In addition to this patch, list/list-rdf.rdf.tmpl would need renaming to
list/list.rdf.tmpl, removing the redundancy. It would then be requested with
"ctype=rdf". This is the only file whose name doesn't fit the new mechanism.

Bug 150049 is a meta-bug for template format improvements. It has five
dependencies, including this bug. Here is the impact on the other four:

Bug 140513 - fixed (pass "txt" as the third parameter)
Bug 143604 - fixed (ctype=html does a no-op)
Bug 148133 - fixed (it now returns text/plain if the ctype is not found, which
		    seems reasonable)
Bug 149061 - not fixed. It's outside the scope.

Gerv
(Reporter)

Comment 9

15 years ago
Comment on attachment 98718 [details] [diff] [review]
Patch v.1

>Index: globals.pl

>@@ -1515,119 +1515,27 @@

+    my ($templatename, $format, $ctype) = @_;

Nit: "name" is redundant in "templatename".

>+    return 
>+    { 
>+        'template'    => $templatename , 
>+        'extension'   => $ctype , 
>+        'contenttype' => $::contenttypes->{$ctype} || "text/plain" , 

Nit: It would make sense to change the name of the "contenttype" property 
to "ctype" since that's what we now use in the URL and in this function.


>@@ -202,12 +202,14 @@

>+my $format = GetFormat("reports/duplicates", 
>+                       $::FORM{'format'}, 
>+                       $::FORM{'ctype'});

Nit: better as

my $format = 
  GetFormat("reports/duplicates", $::FORM{'format'}, $::FORM{'ctype'});


>Index: enter_bug.cgi

>@@ -382,8 +382,10 @@

>+my $format = GetFormat("bug/create/create", 
>+                       $::FORM{'format'}, 
>+                       $::FORM{'ctype'});

See previous nit.


>Index: query.cgi

>@@ -363,7 +363,7 @@

+print "$format->{'contenttype'}\n\n";

-> print "Content-Type: $format->{'contenttype'}\n\n";

Are you going to create a separate patch to convert list-rdf.rdf.tmpl?
Attachment #98718 - Flags: review-
So what if someone passes 'format=blah' into the script, where blahis not a
valid format?
(Assignee)

Comment 11

15 years ago
-> me. I haven't beeng getting mail on this bug :-(

Gerv
Assignee: justdave → gerv
(Assignee)

Comment 12

15 years ago
Created attachment 99441 [details] [diff] [review]
Patch v.2

Here's version 2, with Myk's comments addressed.

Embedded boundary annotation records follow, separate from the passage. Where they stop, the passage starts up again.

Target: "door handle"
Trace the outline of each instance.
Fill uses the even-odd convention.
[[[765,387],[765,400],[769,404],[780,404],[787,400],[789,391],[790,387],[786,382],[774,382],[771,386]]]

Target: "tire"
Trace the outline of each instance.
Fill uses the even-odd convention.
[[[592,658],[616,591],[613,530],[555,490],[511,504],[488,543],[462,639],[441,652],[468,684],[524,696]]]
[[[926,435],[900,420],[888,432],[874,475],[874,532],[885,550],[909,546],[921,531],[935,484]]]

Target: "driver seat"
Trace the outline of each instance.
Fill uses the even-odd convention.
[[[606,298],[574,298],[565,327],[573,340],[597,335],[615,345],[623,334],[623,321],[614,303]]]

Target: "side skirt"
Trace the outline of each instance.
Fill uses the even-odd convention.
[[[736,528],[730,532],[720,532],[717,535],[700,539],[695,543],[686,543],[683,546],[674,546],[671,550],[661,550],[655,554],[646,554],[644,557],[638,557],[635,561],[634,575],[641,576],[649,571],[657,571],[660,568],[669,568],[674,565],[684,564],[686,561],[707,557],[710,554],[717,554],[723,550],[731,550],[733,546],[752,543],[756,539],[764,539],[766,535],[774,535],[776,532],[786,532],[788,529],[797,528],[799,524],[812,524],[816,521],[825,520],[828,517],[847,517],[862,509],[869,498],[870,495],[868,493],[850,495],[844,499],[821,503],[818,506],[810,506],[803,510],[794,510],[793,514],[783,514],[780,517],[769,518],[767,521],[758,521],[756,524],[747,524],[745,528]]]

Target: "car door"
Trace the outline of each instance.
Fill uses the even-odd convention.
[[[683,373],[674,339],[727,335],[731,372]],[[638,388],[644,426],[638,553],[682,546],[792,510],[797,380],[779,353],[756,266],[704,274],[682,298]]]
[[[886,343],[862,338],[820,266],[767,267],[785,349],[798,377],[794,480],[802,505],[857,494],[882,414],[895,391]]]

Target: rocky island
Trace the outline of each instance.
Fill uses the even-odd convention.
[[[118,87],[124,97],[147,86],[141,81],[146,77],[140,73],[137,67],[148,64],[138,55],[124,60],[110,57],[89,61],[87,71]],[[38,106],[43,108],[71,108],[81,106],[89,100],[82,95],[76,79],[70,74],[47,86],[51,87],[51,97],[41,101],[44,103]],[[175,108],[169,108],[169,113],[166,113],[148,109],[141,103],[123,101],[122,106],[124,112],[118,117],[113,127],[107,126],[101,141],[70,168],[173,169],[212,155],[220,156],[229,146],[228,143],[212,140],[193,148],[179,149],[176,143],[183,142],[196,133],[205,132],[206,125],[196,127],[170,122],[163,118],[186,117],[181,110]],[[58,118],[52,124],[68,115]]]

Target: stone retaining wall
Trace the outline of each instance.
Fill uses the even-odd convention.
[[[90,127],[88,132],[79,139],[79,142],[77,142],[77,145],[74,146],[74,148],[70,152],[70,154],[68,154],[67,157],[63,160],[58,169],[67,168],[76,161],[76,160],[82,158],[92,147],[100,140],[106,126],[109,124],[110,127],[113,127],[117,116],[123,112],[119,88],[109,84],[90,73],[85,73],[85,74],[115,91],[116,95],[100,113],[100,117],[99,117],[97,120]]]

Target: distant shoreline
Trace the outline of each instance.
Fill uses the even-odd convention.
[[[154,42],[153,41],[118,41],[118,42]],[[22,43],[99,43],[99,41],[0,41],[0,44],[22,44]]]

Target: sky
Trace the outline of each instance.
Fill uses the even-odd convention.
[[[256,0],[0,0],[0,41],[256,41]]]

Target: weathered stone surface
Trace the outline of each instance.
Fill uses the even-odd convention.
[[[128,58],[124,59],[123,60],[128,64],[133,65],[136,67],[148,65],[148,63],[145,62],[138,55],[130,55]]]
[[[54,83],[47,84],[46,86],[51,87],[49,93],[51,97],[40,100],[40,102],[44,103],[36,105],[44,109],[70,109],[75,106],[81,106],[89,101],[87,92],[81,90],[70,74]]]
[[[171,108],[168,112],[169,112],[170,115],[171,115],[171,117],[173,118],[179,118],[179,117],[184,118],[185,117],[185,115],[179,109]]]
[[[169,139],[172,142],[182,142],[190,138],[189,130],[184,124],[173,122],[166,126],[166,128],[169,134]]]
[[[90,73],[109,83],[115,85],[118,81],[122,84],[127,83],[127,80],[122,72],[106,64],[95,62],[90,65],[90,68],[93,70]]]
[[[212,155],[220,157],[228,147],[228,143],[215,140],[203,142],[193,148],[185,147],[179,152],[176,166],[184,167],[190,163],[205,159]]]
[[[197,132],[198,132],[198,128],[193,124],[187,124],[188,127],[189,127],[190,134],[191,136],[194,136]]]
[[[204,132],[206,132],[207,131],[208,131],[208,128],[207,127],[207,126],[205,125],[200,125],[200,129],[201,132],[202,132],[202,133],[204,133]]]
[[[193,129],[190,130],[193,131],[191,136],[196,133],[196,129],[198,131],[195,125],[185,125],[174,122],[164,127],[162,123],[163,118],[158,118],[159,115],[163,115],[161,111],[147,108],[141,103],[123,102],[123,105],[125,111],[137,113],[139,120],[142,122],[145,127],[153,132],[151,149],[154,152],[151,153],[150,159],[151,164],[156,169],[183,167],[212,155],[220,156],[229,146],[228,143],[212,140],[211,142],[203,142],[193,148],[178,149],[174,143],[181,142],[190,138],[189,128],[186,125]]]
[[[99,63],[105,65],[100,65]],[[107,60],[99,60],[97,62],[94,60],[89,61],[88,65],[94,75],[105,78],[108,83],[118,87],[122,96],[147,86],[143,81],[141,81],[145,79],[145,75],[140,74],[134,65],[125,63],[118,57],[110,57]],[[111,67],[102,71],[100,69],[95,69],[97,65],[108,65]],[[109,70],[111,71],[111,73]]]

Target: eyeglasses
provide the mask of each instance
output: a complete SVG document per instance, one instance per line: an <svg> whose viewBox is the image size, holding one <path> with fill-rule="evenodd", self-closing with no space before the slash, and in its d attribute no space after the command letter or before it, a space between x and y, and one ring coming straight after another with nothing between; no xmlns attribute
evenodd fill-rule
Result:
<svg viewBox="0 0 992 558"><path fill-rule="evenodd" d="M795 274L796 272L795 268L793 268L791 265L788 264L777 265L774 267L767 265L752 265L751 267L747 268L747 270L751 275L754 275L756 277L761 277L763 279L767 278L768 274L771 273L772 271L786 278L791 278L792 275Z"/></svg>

> So what if someone passes 'format=blah' into the script, where blahis not a
> valid format?

You get a standard "template not found" error. But I think this is reasonable -
the UI should only allow people to choose valid formats. Of course you can
define an invalid one by editing URLs, but you can create errors by editing
URLs all over Bugzilla. Nothing nasty or insecure happens.

Gerv
Attachment #84999 - Attachment is obsolete: true
Attachment #98718 - Attachment is obsolete: true
Yes, but currently you get told that, rather than the ThrowTemplateError that
you'll now get.

If ctype/format are wrong, then you should throw an error/die rather than
silently accept it, I think
(Assignee)

Comment 14

15 years ago
> If ctype/format are wrong, then you should throw an error/die rather than
> silently accept it, I think

The current patch lets Template Toolkit look for the file which ctype and/or
format defines, and throws an error if it's not found. The only other thing we
could do would be what happened previously - i.e. to replicate that process, and
throw an error if it's not found before we get to TT. I don't think we gain much
by throwing the error earlier, apart from the fact that we say "dodgy
format/ctype" instead of "template not found". And it means we have to duplicate
the code TT has for tracking down template files.

Gerv
Hmm. I guess I'm convinced, as long as the template error message mentions the
template/format/etc name somewhere in there, so that an admin can diagnose it. I
think it will, since its actually a template name by the time TT gets to it.

What about the silent detainting?
(Assignee)

Comment 16

15 years ago
> What about the silent detainting?

I don't quite understand... The ctype and format parameters are checked:

+    # Security - allow letters and a hyphen only
+    $ctype =~ s/[^a-zA-Z\-]//g;
+    $format =~ s/[^a-zA-Z\-]//g;

Is that what you mean?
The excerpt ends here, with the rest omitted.